[mlpack-svn] r17054 - in mlpack/trunk/src/mlpack: methods/adaboost methods/decision_stump tests
fastlab-svn at coffeetalk-1.cc.gatech.edu
fastlab-svn at coffeetalk-1.cc.gatech.edu
Sun Aug 17 03:09:20 EDT 2014
Author: saxena.udit
Date: Sun Aug 17 03:09:20 2014
New Revision: 17054
Log:
Changes to Decision stump and AdaBoost.
Modified:
mlpack/trunk/src/mlpack/methods/adaboost/adaboost.hpp
mlpack/trunk/src/mlpack/methods/adaboost/adaboost_impl.hpp
mlpack/trunk/src/mlpack/methods/decision_stump/decision_stump.hpp
mlpack/trunk/src/mlpack/methods/decision_stump/decision_stump_impl.hpp
mlpack/trunk/src/mlpack/tests/adaboost_test.cpp
Modified: mlpack/trunk/src/mlpack/methods/adaboost/adaboost.hpp
==============================================================================
--- mlpack/trunk/src/mlpack/methods/adaboost/adaboost.hpp (original)

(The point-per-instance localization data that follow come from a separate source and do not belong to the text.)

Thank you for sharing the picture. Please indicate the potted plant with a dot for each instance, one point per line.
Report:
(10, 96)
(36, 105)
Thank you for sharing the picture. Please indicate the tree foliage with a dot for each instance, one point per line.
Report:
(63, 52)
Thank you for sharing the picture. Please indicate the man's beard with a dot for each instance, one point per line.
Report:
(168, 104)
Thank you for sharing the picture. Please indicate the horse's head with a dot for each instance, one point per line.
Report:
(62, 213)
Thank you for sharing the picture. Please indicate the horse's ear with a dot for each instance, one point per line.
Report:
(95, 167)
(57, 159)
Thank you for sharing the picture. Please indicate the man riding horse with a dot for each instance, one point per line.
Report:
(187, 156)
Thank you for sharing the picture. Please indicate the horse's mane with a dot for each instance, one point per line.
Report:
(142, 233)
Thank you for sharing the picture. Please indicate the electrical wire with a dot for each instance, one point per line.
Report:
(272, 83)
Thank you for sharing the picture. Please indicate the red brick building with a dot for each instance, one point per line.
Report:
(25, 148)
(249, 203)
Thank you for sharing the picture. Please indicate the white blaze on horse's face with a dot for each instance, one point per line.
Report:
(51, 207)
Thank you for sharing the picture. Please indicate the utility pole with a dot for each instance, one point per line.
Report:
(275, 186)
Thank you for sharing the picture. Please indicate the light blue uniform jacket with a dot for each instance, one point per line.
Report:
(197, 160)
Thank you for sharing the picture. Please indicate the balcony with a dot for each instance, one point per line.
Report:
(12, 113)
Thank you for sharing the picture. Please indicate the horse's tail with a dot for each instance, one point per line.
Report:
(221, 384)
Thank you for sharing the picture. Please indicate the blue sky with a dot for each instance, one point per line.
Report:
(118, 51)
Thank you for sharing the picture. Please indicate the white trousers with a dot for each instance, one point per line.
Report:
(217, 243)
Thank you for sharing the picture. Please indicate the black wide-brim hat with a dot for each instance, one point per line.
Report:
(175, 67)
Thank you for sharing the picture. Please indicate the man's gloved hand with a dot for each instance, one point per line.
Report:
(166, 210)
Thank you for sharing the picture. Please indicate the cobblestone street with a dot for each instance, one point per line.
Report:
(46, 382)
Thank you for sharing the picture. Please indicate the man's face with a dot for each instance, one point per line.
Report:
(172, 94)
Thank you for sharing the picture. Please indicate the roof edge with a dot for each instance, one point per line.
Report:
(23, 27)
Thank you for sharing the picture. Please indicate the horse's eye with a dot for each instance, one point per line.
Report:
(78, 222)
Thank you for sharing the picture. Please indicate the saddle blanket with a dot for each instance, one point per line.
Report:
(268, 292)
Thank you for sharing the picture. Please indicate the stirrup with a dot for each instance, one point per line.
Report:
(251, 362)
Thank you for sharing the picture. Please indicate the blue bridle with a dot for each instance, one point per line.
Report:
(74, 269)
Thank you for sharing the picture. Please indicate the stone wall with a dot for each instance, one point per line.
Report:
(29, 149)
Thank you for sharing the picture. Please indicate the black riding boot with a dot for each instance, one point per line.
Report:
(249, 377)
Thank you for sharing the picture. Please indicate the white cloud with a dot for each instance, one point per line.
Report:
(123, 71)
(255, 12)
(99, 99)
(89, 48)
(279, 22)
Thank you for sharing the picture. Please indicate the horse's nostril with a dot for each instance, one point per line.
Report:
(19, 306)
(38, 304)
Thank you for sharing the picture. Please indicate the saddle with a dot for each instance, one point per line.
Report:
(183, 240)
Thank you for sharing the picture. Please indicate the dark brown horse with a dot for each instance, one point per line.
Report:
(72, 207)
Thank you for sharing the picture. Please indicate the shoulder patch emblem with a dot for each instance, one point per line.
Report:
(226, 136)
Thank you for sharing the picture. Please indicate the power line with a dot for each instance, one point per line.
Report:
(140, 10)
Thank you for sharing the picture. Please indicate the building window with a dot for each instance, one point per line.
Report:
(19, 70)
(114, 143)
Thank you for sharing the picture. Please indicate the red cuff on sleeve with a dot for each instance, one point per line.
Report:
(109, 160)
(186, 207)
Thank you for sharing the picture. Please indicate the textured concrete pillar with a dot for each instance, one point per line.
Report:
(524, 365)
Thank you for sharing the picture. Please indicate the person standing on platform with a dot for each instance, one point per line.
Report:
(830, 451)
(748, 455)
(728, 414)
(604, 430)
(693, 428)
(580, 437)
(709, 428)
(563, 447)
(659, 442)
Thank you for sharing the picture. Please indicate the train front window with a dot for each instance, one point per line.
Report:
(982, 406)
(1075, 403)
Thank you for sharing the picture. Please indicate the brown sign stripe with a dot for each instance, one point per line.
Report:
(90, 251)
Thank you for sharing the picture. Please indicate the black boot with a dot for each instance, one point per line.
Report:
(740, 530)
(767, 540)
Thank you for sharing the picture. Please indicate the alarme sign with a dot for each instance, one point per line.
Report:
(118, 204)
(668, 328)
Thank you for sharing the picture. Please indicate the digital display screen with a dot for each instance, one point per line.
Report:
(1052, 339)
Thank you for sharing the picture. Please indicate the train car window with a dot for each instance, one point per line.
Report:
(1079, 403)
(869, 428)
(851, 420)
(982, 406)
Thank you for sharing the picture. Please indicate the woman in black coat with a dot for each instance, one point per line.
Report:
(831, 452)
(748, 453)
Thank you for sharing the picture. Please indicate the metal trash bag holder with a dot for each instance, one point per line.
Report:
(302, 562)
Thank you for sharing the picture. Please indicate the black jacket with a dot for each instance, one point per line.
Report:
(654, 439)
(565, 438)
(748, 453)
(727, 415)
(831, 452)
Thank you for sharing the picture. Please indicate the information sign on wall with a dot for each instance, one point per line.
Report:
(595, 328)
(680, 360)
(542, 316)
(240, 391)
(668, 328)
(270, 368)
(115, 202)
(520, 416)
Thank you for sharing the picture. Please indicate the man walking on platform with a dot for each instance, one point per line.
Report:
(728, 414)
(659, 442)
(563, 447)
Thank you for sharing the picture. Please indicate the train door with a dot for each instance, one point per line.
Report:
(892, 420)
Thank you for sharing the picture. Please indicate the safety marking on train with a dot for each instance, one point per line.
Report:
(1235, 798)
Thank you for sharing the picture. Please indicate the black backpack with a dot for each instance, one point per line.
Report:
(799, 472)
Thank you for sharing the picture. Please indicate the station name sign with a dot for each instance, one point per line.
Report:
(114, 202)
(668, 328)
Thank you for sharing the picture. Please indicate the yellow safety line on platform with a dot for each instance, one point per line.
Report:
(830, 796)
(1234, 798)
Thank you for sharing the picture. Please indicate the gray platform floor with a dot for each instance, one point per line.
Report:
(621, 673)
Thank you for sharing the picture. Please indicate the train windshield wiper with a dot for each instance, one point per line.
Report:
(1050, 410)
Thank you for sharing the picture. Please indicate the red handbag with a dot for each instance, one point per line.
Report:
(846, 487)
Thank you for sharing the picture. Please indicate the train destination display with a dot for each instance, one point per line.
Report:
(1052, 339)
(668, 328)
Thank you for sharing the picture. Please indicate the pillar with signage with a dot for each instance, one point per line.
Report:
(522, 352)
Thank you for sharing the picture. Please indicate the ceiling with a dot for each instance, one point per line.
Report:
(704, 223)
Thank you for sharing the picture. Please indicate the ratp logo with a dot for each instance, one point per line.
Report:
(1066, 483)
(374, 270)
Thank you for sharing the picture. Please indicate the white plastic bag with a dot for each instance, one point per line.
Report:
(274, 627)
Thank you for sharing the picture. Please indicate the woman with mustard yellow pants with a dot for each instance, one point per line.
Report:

+++ mlpack/trunk/src/mlpack/methods/adaboost/adaboost.hpp Sun Aug 17 03:09:20 2014
@@ -53,8 +53,8 @@
// Stores the final classification of the Labels.
arma::Row<size_t> finalHypothesis;
- // To check for the bound for the hammingLoss.
- double ztAccumulator;
+ // Return the value of ztProduct
+ double GetztProduct() { return ztProduct; }
// The tolerance for change in rt and when to stop.
double tolerance;
@@ -78,8 +78,9 @@
std::vector<WeakLearner> wl;
std::vector<double> alpha;
- std::vector<double> z;
+ // To check for the bound for the hammingLoss.
+ double ztProduct;
}; // class AdaBoost
Modified: mlpack/trunk/src/mlpack/methods/adaboost/adaboost_impl.hpp
==============================================================================
--- mlpack/trunk/src/mlpack/methods/adaboost/adaboost_impl.hpp (original)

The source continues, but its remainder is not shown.